Tennessee leaders including Governor Bill Lee and Chief of Health Dr. Lisa Piercey, have emphasized that it is up to the parents to make the decision whether children receive the vaccine.
Children in DCS custody are under the legal supervision and control of the state, which in fact serves as their parents.
In response to questions from Lookout in July, DCS Chief of Staff Jennifer Donnals said the decision to vaccinate eligible children in DCS custody rests with the foster parents and agencies who have signed a contract with the department to operate residential facilities with multiple children.
Vaccination information is kept on every child’s medical records, she said. Donnals didn’t respond when asked if the ministry is able to generate reports from its central database of child records to show how many eligible children have been vaccinated, a data point that would provide a more detailed review of the state’s response to it the needs of children in his care during a pandemic.
DCS Vaccination Guidelines for Authorities and Foster Parents were updated after Dr. Michelle Fiscus, the state’s former vaccine chief at the Department of Health, whose own guide to health care providers across the state, the “mature” Minor Doctrine “law that gave children autonomy to decide who to vaccinate, has become a focus of controversy.
An earlier version of the DCS Guide, dated March 18, stated: “Vaccinations against this infection have been shown to be of vital importance in controlling the pandemic and returning to normal. Vaccines are considered to be highly effective in preventing serious infections and death. “
A spokeswoman for the Department of Children’s Services did not respond when asked if the Department is able to generate reports from its central child record database to show how many eligible children have been vaccinated.
The updated Foster Parents Guide eliminates almost all information about the vaccine. Instead, the document, which was updated on July 20, contains a sentence about the COVID vaccine that says:
“Foster parents and other caregivers are given authority and responsibility for the day-to-day upbringing and care of the children they care for, in accordance with the child’s individual circumstances and in consultation with the child’s health care provider, including routine powers in matters such as nursing treatment , Vaccination, sight and hearing. “
The department’s official language was changed eight days after Dr. Fiscus.
In an interview with the Lookout, Dr. Fiscus that she was particularly concerned about children in DCS custody living in dormitories, including juvenile detention centers, treatment centers for children with emotional or physical care needs operated by agencies that have contracts with DCS and the Wilder Youth Developmental Facility, a safe facility for young people who have committed serious crimes.

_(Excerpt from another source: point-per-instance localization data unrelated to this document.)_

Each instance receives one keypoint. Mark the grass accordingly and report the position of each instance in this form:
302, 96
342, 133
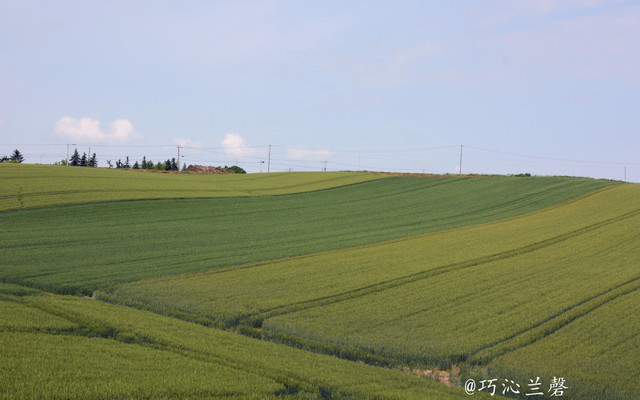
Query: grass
505, 277
77, 249
72, 348
27, 186
471, 295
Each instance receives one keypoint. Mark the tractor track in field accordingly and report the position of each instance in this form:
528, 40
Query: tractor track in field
553, 323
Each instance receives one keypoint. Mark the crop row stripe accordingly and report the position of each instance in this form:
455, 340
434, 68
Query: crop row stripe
552, 324
257, 318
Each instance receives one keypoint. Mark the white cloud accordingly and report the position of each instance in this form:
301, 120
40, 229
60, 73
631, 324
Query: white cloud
187, 143
300, 153
234, 146
88, 129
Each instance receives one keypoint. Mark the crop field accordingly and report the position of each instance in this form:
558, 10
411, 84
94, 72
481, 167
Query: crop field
77, 249
288, 285
63, 347
32, 186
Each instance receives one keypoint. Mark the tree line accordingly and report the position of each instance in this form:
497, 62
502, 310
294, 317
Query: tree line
84, 161
167, 165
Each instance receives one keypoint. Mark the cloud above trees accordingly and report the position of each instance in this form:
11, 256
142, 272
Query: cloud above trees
87, 129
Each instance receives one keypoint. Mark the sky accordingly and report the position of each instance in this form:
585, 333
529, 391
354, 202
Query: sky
547, 87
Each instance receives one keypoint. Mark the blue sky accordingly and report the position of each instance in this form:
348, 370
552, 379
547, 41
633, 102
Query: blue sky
549, 87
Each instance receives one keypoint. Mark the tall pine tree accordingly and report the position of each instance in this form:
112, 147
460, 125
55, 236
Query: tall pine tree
75, 159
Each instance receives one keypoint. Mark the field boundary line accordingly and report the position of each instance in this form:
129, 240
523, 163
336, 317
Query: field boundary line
257, 318
553, 323
264, 263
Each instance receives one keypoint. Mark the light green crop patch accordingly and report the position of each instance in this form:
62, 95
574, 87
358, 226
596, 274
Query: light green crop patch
32, 186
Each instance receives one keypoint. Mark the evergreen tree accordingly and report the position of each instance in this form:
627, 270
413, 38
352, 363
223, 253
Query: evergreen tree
17, 156
75, 159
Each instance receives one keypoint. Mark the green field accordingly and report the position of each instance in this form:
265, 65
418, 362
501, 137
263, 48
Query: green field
77, 249
502, 278
32, 186
62, 347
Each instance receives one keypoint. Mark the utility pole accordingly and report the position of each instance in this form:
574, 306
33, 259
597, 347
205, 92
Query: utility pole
68, 152
269, 163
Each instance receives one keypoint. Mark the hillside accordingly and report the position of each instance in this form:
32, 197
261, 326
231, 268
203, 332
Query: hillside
502, 278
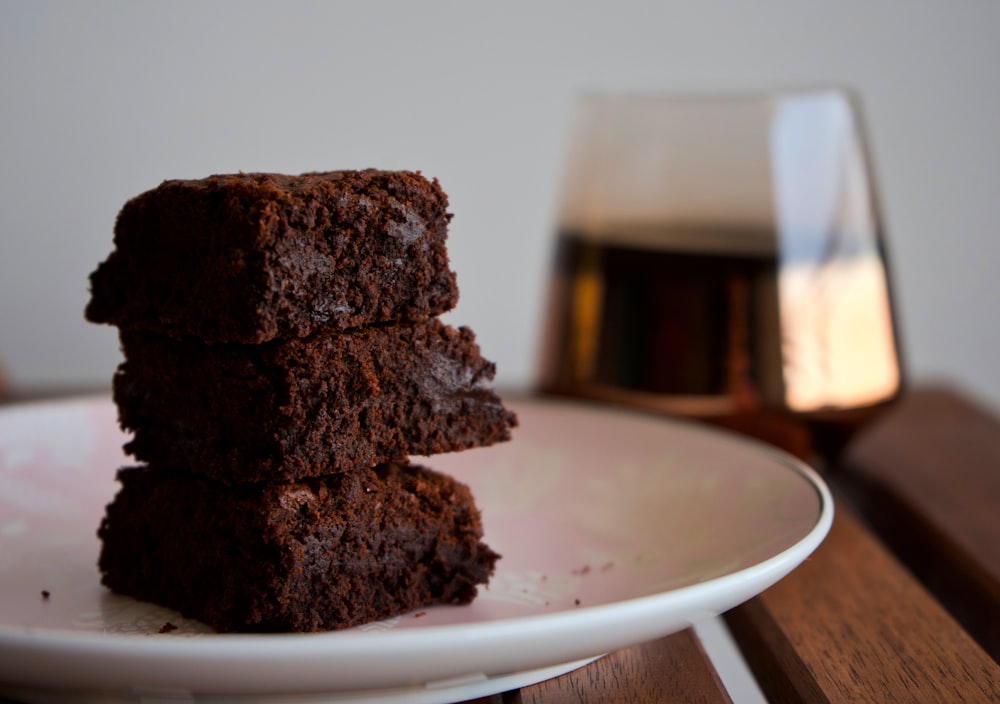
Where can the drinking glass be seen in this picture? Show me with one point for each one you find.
(722, 257)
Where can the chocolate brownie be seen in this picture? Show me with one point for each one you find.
(288, 409)
(321, 554)
(253, 257)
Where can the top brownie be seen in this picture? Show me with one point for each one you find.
(249, 258)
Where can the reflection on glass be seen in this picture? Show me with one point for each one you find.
(719, 255)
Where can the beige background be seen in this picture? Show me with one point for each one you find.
(101, 100)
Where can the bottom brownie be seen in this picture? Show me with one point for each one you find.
(320, 554)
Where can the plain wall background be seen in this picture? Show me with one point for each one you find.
(102, 100)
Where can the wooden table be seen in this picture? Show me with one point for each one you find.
(901, 603)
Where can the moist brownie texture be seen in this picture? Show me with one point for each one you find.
(253, 257)
(315, 555)
(330, 402)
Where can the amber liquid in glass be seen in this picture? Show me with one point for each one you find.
(710, 322)
(636, 319)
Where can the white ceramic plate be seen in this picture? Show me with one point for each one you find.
(615, 528)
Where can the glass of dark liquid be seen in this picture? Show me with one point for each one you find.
(723, 258)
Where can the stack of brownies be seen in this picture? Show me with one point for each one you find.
(283, 358)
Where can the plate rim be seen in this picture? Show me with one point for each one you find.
(250, 649)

More than 1,500 of the children in DCS custody live in these group settings, which have been the source of mass outbreaks that have infected hundreds of children.
“The children who are in DCS custody and who live in groups have seen cases go through,” said Dr. Fiscus in an interview with the Lookout. “Now we can prevent that and it is tragic that we do not provide easy access to the vaccine.”
By the end of July, at least 1,247 children in DCS custody had contracted COVID, including 729 children in group facilities where outbreaks have occurred, 443 in nursing homes and 75 boys in Wilder.
At least 51 other children in DCS custody have contracted COVID in juvenile detention centers, a number last updated in March. DCS has since stopped publishing data on COVID outbreaks in these county facilities.